相手に関心を持ち、好奇心と想像力を働かせよ

 コミュニケーション技法を学ぶ一環として、就職支援のための面接の練習も行われます。しかし、学生たちの多くは相手が自分の背景を知っているという前提でしゃべるので、どうしても説明不足になりがちだと言います。そこで水元教授は、相手が自分のことを何も知らないという前提で、自分をどこまでアピールできるかを訓練しています。そして、相手企業のことをよく知っておくことも大事な要素。「就活とは、会社研究テストである」と学生たちには話しているそうです。

 「うちの学科は海外留学する学生も多いんですが、英語力は高くても議論する力が弱いんです」。日本人のコミュニケーションが海外で受け入れられにくいのは、討論に必要な要素である主張とその理由や根拠が弱いからだと言います。

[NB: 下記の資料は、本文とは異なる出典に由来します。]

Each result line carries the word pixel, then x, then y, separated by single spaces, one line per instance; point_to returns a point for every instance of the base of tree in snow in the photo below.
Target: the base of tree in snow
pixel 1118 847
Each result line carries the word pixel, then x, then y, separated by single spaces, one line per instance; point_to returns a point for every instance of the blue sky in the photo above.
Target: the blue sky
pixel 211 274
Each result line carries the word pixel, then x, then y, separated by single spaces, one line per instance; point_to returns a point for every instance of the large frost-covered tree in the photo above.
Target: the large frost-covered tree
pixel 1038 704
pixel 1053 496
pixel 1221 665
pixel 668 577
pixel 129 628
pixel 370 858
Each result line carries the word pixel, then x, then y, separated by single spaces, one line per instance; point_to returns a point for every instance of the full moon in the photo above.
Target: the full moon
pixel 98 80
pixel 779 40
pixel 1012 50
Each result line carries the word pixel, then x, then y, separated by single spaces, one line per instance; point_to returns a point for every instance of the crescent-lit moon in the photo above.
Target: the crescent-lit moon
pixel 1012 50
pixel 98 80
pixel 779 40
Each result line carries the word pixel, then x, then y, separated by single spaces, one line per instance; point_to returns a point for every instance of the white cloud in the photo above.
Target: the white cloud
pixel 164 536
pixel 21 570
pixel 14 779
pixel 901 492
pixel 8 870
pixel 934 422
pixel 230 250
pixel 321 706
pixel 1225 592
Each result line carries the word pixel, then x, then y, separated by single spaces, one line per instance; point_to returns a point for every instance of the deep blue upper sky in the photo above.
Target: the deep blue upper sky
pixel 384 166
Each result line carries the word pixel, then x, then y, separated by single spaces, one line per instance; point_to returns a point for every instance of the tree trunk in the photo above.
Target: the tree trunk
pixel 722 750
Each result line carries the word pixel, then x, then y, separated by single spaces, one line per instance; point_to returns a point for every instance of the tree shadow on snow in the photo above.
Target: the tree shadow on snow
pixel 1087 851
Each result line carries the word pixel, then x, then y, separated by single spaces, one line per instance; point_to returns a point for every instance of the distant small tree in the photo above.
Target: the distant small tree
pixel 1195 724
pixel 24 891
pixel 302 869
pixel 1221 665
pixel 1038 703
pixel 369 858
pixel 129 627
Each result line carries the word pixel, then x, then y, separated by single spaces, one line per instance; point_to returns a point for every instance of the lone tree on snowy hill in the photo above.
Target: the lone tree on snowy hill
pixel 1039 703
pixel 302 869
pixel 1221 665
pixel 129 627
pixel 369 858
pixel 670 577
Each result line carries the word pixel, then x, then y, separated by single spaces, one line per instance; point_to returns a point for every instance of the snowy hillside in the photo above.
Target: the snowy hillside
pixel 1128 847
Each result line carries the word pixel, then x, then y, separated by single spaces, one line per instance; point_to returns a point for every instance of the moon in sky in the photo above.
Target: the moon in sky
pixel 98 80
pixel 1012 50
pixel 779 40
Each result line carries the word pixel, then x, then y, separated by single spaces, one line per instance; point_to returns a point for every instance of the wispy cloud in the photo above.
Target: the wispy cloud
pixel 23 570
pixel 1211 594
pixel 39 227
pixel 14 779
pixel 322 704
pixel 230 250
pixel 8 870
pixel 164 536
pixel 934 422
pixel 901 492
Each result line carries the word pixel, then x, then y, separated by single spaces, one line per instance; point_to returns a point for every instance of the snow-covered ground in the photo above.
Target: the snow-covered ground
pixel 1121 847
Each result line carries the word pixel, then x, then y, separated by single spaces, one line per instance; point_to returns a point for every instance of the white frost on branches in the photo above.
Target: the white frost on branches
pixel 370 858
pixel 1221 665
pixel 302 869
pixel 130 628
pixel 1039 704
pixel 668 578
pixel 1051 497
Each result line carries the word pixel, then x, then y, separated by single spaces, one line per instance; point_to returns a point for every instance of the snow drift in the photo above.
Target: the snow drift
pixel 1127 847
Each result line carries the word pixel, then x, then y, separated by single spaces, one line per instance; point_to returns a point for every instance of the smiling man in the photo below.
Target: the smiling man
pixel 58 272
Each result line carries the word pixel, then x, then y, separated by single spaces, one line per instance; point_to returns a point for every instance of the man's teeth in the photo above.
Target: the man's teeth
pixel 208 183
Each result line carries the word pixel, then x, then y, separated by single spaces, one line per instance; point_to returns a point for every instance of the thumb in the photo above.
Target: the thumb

「外国の人と分かり合えなかった時、“文化の違い”で逃げてはいけません。理解できない部分もあるということは当然のことだからです。それを承知の上で、じっくり丁寧にすり合わせていく努力が必要なんです」

 留学先でうまくコミュニケーションを成立させるには、「相手の国のことをよく研究していくことが肝心だ」と水元教授はアドバイスしています。「相手に強く関心を持ち、好奇心と想像力があればコミュニケーションは成り立ちます」

 自意識過剰で自分中心なのが、今の若者の問題ではないかと教授は考えています。会話の相手に中心をシフトすることで、見えてくるものがたくさんあるはず。「もっと多世代、多文化と交流をし、自分とは考え方や背景の違う人々に混じって暮らすことが一番大事。分かってもらえないことを前提に、伝える努力をしてほしいと思います」。


【なるほど!】

 10年前に、慶応大学から熊本大学に来た水元教授は、ずっと上乃裏通りに住んで歩いて通勤されているそうです。「道はジグザグに歩いたほうが魅力的。迷えば迷うほど面白い」と、いろんな通勤ルートを発見しては楽しんでおられると聞いて、この好奇心こそがコミュニケーションの極意だと納得しました。


【メモ1】研究室のモットーは「和顔愛語」

 仏教用語に「和顔愛語(わがんあいご)」という言葉があります。「大無量寿経」の中の言葉で、なごやかな笑顔と思いやりのある言葉で人に接することを表しています。水元教授の研究室には、この言葉が書かれており、ゼミの学生たちにも「和顔愛語」を意識させているそうです。

 「文系の学問は『概念』、つまりは言葉だと思います。言葉を一つひとつ丁寧に扱うことが、コミュニケーションがうまくいくコツなんです」と水元教授。「スマホを使っていると同じ言葉しか使わなくなり、語彙(ごい)不足になってしまいます。語彙力がないと会話の中身がなくなるので、語彙を操れるようにするのが大事。今の若者の言葉は軽いでしょう。“かわいい”“おいしそう”など、百語で済むんじゃないかというぐらいしか語彙を使っていません」。一語一語を大切に、語彙力を鍛えることがコミュニケーション力を鍛えることにつながりそうです。


【メモ2】ゼミの学生さんに聞きました

◎西村憲治さん(3年生)

 英文学よりも実践英語に関心があります。今年2月から12月までオーストラリアに留学します。多文化主義を学ぶ予定ですが、学問よりも人との出会いを大切にしていきたいと思っています。今、オーストラリアについて猛勉強中です。

◎章 丹芬さん(大学院2年生)

 中国の大学の日本語学科を卒業して、熊本大学大学院の留学生として東アジア・ビジネス・コミュニケーション専門職コースで勉強しています。シャイな性格で、コミュニケーションは苦手な方なので、水元先生のもとでもっとコミュニケーション力を磨きたいと思っています。

◎巌 智行さん(3年生)

 高校2年生の時に、オープン・キャンパスで水元先生の模擬授業を受けて、この先生のもとで勉強したいと思いました。人前で話すのが得意なので、プレゼンの授業に興味があります。自分の声にも慣れました。将来は、百貨店か商社に勤めるのもいいかなと思っています。


ナビゲーターは
熊本大学文学部
コミュニケーション情報学科
水元豊文教授

自分ではなく、相手を中心に考えて、好奇心と想像力を働かせればコミュニケーションは成り立ちます。